Retrieve tracking data since account inception using WSProxy

Whether you’re building a data warehouse or are dealing with a legal compliance issue, access to historical tracking data from your Salesforce Marketing Cloud account using the out-of-the-box features is limited.

Data Views are powerful, but only allow you to query for up to six months of subscriber and tracking information.

Tracking extracts provide granular tracking data regarding several different aspects of email send jobs, such as clicks, bounces and unsubscribes.

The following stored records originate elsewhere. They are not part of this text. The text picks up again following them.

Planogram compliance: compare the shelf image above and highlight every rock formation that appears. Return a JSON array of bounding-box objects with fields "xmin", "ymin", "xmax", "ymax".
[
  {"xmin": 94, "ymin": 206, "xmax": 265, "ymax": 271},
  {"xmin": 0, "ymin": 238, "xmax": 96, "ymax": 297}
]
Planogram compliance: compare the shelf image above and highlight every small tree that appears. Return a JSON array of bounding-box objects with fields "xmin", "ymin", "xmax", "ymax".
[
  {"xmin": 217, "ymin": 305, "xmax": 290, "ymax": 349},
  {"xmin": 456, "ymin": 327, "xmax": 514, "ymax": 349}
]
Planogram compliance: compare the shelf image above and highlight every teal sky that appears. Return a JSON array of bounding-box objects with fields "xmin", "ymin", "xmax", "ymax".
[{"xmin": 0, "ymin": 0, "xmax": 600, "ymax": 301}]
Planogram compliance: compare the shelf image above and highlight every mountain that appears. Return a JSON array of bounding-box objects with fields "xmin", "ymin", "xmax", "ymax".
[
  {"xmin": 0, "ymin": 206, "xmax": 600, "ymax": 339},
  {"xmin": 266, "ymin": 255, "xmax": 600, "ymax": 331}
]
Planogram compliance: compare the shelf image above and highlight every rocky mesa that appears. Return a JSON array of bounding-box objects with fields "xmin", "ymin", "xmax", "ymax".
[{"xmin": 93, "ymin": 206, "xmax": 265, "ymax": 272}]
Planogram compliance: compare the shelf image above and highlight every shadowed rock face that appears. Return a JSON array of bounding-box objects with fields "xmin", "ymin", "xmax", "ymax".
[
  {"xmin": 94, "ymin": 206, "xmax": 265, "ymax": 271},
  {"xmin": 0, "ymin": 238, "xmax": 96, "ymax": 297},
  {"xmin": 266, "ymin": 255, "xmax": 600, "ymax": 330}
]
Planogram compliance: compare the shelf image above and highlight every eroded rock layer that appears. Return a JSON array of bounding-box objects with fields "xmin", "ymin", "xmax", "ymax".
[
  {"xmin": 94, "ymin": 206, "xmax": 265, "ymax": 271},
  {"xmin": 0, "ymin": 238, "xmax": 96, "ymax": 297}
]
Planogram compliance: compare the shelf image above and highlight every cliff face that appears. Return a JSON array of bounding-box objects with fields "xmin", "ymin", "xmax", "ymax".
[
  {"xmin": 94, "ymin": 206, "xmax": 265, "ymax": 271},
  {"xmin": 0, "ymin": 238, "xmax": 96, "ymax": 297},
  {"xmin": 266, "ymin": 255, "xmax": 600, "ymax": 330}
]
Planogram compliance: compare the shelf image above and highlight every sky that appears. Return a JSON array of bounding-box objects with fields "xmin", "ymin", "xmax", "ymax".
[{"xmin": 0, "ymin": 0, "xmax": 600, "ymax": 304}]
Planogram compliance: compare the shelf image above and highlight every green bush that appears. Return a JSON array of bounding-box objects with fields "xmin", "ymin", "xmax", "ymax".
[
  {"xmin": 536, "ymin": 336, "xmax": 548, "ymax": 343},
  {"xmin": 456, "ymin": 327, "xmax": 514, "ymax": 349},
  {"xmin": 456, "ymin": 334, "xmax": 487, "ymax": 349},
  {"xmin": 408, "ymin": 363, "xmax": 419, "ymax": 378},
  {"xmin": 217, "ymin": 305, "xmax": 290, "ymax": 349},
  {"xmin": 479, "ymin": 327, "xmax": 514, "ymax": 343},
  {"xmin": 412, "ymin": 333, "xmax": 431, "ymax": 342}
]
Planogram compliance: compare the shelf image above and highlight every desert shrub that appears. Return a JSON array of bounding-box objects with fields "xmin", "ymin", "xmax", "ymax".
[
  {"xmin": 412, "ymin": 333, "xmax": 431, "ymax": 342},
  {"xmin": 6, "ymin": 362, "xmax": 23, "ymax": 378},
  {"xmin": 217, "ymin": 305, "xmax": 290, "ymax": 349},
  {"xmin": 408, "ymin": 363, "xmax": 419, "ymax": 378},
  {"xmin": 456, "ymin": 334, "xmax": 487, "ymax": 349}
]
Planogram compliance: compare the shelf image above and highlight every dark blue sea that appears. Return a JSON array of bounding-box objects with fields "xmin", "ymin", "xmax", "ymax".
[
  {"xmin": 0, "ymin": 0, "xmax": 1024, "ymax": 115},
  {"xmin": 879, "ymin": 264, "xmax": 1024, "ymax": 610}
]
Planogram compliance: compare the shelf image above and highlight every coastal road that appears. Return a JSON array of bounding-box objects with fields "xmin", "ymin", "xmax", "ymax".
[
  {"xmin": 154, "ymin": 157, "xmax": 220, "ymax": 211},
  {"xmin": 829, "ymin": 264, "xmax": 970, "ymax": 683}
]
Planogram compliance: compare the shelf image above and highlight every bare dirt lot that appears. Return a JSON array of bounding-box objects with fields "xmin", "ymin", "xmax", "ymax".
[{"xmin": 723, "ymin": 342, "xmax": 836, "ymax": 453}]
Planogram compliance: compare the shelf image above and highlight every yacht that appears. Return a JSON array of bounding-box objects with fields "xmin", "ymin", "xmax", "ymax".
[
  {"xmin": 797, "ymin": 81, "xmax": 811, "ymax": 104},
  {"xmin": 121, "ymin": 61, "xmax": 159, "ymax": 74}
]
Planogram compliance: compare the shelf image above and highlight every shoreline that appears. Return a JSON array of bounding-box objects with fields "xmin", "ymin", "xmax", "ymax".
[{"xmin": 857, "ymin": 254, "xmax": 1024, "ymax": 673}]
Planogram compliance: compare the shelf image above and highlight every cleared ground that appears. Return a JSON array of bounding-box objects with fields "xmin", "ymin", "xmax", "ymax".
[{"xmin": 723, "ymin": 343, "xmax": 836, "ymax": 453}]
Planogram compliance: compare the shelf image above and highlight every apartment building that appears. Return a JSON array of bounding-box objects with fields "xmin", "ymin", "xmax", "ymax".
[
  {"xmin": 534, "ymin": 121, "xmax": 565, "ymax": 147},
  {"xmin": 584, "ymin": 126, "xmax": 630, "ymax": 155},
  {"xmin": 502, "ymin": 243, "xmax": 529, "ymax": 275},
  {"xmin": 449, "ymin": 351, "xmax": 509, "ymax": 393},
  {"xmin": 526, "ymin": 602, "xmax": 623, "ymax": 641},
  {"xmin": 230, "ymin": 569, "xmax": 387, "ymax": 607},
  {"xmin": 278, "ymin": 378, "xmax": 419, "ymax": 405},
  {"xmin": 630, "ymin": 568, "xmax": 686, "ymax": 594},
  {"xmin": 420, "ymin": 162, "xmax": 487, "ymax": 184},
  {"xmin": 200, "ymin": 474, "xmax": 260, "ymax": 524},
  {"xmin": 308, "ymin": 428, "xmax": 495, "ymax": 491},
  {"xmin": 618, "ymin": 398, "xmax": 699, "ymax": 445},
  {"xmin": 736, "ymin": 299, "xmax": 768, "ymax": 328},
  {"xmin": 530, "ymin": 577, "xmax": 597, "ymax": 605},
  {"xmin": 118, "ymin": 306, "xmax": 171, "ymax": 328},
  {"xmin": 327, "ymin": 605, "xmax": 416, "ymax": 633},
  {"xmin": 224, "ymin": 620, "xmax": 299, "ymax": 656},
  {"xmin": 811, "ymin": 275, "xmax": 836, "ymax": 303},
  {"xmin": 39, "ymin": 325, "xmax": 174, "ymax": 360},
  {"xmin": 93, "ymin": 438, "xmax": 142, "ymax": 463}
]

They are not time-restricted like Data Views, but if you want to get tracking data from a specific time range, the start and end dates can only be up to 30 days apart.

The third option to access historical data is to reach out to Salesforce support and ask them for a data export for a specific time range, but this service will come at a hefty price.

The method of retrieving tracking data using SOAP API and WSProxy also has some limitations, mostly related to performance when working with big data volumes, but it can be very useful in many cases where using Data Views or Tracking Extracts is not enough.

Retrieve Tracking Data with SOAP API

To retrieve tracking data using the SOAP API, we will call the SentEvent, OpenEvent, ClickEvent, BounceEvent and UnsubEvent objects, which will allow us to create a structure similar to the one we know from Data Views. Each of those objects has a persistent set of properties, which include: BatchID, ClientID, EventDate, SendID, SubscriberKey and TriggeredSendDefinitionObjectID.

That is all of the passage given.